EDITORIAUX 2012

Juillet – Aout 2012

Prospective 2020 : Hommage à nos amis du monde entier !

Dans les épreuves qu’elles subissent toutes, les nations européennes peuvent compter sur leurs amis ! Saluons-les tous, et par exemple…

L’Angola et le Mozambique achètent entreprises et propriétés au Portugal, leur ancienne maison mère. La Chine satisfait au meilleur compte nos besoins de consommation. Le Maghreb et l’Afrique nous aident à rétablir notre pyramide des âges. Le Qatar fait vivre le PSG et finance notre télévision. Les Républiques d’Asie centrale (Kazakhstan, Ouzbékistan…) assurent les fins de mois de notre Sécurité sociale. La Russie veille à ce que les pays qui dépendent de son gaz pour se chauffer restent capables d’honorer leurs factures…

Tous les jours, nos amis nous témoignent leur affection : ils renforcent avec constance leur présence déjà considérable au capital de nos grandes entreprises ; font, pour le mieux-être de la trésorerie municipale, revivre les plus beaux hôtels particuliers et édifices publics à Paris et répandent une manne bienfaisante sur les prestigieuses propriétés de la Côte d’Azur ; rénovent nos palaces et les honorent occasionnellement de leurs visites ; coopèrent avec nos musées ; mettent à la disposition des Européens leurs compagnies aériennes, leurs opérateurs téléphoniques, leurs sociétés d’informatique. Ils bénéficient pour ce faire de la compétence des jeunes Européens qualifiés venus chercher un emploi chez eux : 15 000 jeunes Français en 2011, aussi par milliers des Espagnols, des Grecs, des Irlandais, des Italiens… Il nous reste le savoir-vivre : nous avons taillé pour certains une niche fiscale sur mesure.
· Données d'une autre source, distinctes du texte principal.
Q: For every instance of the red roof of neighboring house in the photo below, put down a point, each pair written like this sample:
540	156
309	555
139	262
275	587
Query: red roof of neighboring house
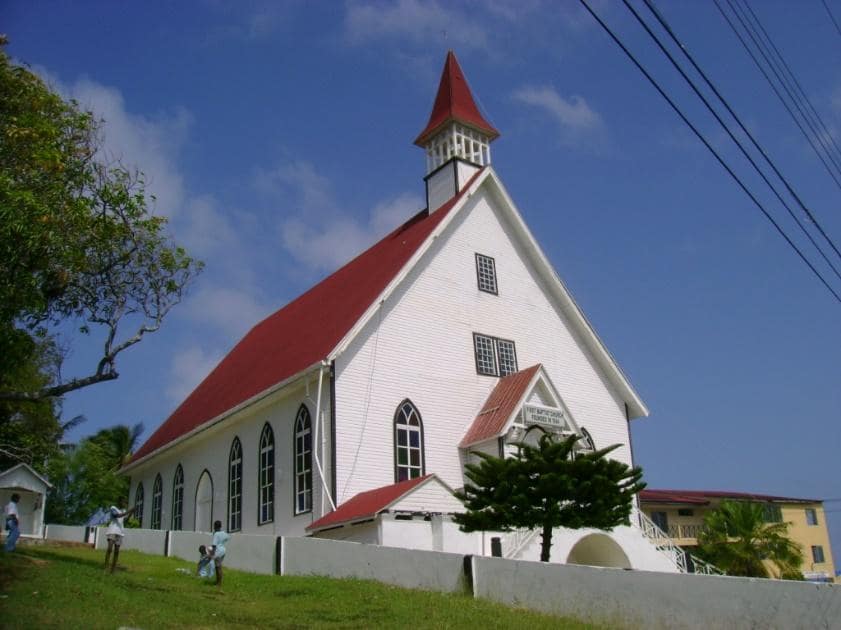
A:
303	332
367	504
454	102
499	406
702	497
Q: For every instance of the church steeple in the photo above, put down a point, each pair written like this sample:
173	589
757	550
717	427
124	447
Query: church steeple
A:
456	135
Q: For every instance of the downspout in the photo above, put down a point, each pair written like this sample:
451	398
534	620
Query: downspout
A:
317	444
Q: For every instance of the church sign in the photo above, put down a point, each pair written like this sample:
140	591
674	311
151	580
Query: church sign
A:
544	416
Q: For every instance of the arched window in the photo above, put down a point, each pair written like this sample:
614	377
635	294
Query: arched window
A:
138	504
266	513
177	498
157	501
303	461
235	487
408	442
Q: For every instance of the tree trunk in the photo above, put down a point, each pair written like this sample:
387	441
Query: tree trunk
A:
546	543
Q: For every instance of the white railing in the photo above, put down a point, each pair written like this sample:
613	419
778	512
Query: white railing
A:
518	540
662	541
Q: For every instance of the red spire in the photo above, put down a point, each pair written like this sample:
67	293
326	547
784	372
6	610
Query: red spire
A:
454	102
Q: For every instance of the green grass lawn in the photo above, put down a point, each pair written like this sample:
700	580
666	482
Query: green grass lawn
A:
53	586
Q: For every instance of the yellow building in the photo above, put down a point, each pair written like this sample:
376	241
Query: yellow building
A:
680	514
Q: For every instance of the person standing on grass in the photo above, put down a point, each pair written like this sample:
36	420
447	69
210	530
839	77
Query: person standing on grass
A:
220	539
115	533
12	524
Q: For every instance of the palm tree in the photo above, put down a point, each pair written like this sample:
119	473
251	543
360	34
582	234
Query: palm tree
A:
737	539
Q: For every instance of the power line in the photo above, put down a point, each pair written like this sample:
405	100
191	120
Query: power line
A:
709	147
670	31
825	135
776	91
831	17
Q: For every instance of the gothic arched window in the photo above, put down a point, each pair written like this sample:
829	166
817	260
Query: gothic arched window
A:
235	487
408	442
303	461
177	498
266	480
157	501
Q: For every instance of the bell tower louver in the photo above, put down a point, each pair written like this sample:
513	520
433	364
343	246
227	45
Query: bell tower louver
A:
456	139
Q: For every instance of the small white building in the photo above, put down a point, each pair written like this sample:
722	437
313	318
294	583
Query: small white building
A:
352	411
32	489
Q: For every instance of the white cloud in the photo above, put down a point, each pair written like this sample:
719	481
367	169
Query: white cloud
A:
413	20
232	311
189	367
150	144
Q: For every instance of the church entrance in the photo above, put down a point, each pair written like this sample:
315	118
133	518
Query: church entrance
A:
204	503
598	550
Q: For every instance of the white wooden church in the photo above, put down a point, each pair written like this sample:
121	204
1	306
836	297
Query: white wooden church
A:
351	412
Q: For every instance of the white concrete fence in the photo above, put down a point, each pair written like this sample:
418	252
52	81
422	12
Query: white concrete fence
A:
614	597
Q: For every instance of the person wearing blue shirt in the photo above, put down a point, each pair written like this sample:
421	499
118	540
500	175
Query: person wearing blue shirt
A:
220	538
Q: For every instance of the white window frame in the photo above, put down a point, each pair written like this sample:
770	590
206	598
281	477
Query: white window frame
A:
178	499
409	459
303	461
235	486
265	509
488	346
486	274
157	502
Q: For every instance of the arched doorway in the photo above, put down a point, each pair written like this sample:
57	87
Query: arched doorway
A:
598	550
204	503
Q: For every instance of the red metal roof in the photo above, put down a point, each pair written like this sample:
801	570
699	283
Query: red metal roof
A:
499	406
702	497
303	332
367	504
454	102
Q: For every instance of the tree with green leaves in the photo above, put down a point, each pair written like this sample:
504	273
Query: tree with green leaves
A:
737	539
78	247
548	485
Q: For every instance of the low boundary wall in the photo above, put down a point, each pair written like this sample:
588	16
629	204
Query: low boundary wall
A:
646	599
151	541
429	570
253	553
69	533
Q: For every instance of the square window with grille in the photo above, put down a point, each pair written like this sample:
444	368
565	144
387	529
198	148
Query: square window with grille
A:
486	273
494	357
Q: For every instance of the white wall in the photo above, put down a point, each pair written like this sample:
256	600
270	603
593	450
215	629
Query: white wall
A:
639	599
420	346
429	570
210	450
151	541
255	554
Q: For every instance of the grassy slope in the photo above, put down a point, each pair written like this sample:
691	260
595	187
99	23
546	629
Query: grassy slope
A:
66	587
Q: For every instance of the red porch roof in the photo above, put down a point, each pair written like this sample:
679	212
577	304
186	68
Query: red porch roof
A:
303	332
367	504
499	406
454	102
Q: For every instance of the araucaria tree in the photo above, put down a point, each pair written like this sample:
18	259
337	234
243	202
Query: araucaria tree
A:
548	485
737	539
78	247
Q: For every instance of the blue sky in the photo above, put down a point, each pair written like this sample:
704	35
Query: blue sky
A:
277	136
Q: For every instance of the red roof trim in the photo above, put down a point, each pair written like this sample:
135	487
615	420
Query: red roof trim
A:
366	505
501	403
699	497
454	102
303	332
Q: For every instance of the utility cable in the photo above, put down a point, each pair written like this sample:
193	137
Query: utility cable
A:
777	92
802	93
831	17
706	143
662	20
760	46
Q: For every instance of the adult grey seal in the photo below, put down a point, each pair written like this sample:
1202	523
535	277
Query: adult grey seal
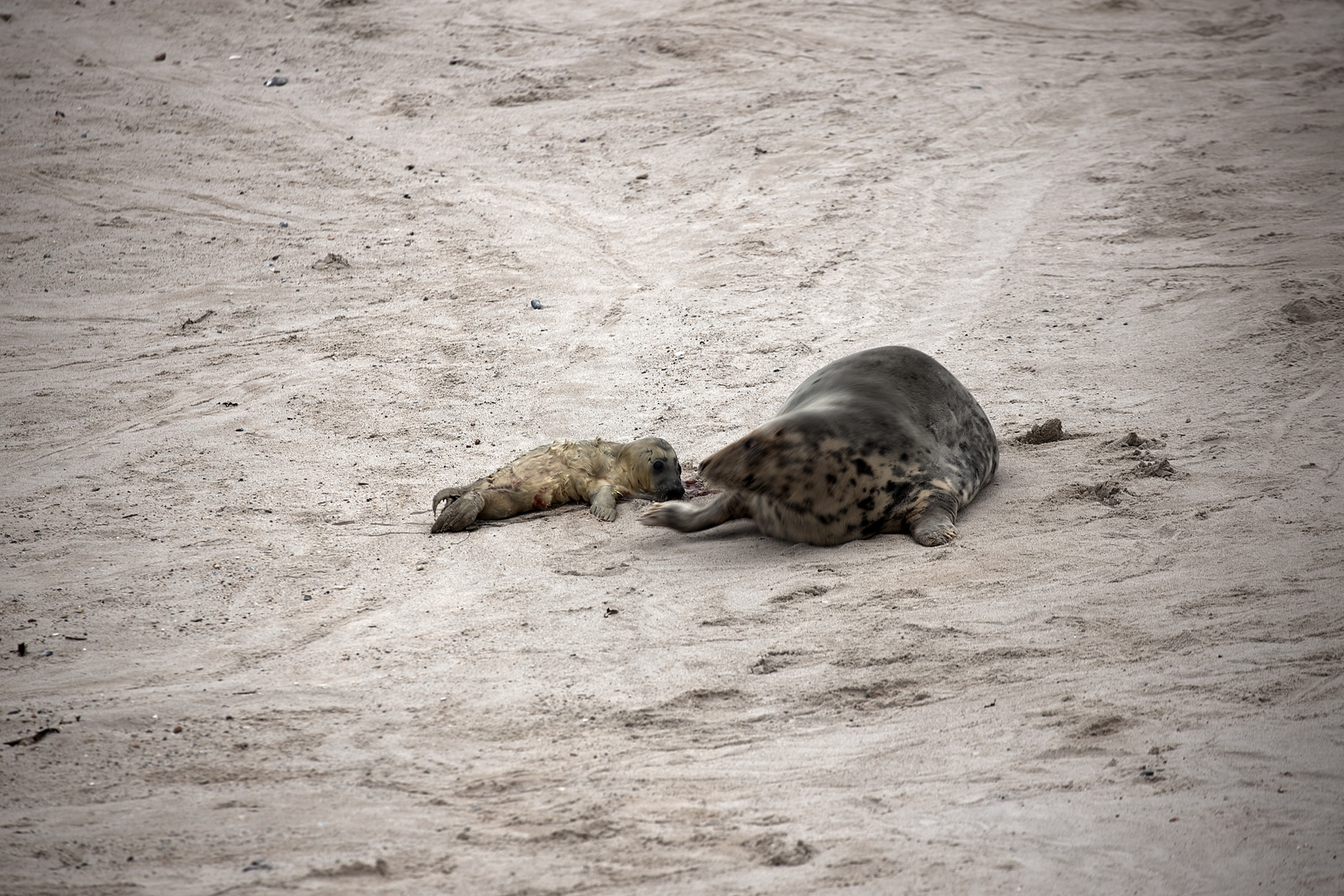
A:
879	441
597	472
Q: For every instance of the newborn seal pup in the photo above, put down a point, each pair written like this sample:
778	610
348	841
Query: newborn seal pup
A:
879	441
596	472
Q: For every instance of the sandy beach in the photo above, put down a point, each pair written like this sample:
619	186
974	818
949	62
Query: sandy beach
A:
247	331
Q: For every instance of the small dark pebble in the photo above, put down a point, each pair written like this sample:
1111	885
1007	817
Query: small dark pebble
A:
1051	430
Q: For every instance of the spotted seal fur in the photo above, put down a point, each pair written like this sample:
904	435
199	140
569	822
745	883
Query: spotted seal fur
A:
597	472
879	441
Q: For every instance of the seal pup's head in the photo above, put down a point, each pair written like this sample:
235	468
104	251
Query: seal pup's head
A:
654	469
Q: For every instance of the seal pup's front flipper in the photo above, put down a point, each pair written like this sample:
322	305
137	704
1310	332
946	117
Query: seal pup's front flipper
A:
683	518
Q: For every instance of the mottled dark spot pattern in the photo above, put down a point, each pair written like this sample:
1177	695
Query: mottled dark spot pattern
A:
812	473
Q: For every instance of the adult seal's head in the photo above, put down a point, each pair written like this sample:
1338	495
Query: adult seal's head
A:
879	441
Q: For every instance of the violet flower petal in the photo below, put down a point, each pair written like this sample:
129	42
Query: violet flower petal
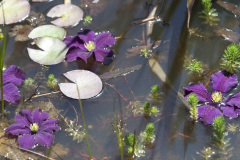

Nos amis écoutent avec sympathie les éloquents discours que nous consacrons à la réforme de l’Etat et à notre capacité à surmonter nos problèmes en accentuant sans cesse la pression fiscale. Ils souscrivent fidèlement à nos émissions de dette, se satisfaisant de taux d’intérêt modestes : ainsi nous pouvons reporter sans cesse un peu plus loin une hypothétique sortie de crise et persister, en choisissant toujours le présent contre l’avenir, à organiser notre vie en économie stationnaire. Ils s’amusent gentiment de notre ronron bureaucratique et sont épatés de constater que les Français sont contents comme cela !

Le grand événement de l’année 2020, c’est l’assemblée générale des latifondiaires en Europe dans les locaux de l’ONU à New-York. Le président chinois de cette assemblée s’est inspiré des discours de Jules Ferry, ce grand réformateur et chantre de la civilisation de la fin du XIXème siècle, pour célébrer la mission civilisatrice des peuples du monde vis-à-vis de leurs frères éprouvés d’Europe. Dans les tribunes du public, les représentants des nations européennes l’ont longuement ovationné !

Blâmons ces quelques réfractaires, pays scandinaves, Pologne, qui ne partagent pas notre malheur pour avoir rétabli en temps utile l’équilibre de leurs comptes publics et privés. Comment tolérer que, dans notre monde de malades, certains aient été plus prévoyants et courageux que nous ? Qu’il soit possible de vivre sans dépendre de l’argent des autres ? Et rendons hommage à nos amis ! Ils se souviennent du temps passé. Ils auraient scrupule à briser notre rêve.

Cessons de plaisanter ! Tout ceci est exact, sauf pour l’assemblée des latifondiaires (impensable et pourtant possible dès maintenant…). Le péril est certes économique, il plane sur l’Europe entière, sur nous-mêmes plus que nous n’en avons conscience. L’effacement en cours de la France dans les échanges internationaux en est une expression dramatique. Mais il n’est pas excessif d’affirmer, comme cette fable le suggère, le caractère existentiel du péril. Soit, très improbablement, avec les autres Européens, nous réinventons sans délai notre gouvernance, soit nous sacrifions notre souveraineté. Comment justifier notre probable renoncement vis-à-vis de nos ancêtres, vis-à-vis de nos enfants ? Nos générations en ont-elles le droit ?

Il n’est que temps de réfléchir, au-delà des débats politiques du jour, aux efforts qui nous permettront peut-être d’échapper à la force des choses qui nous entraîne.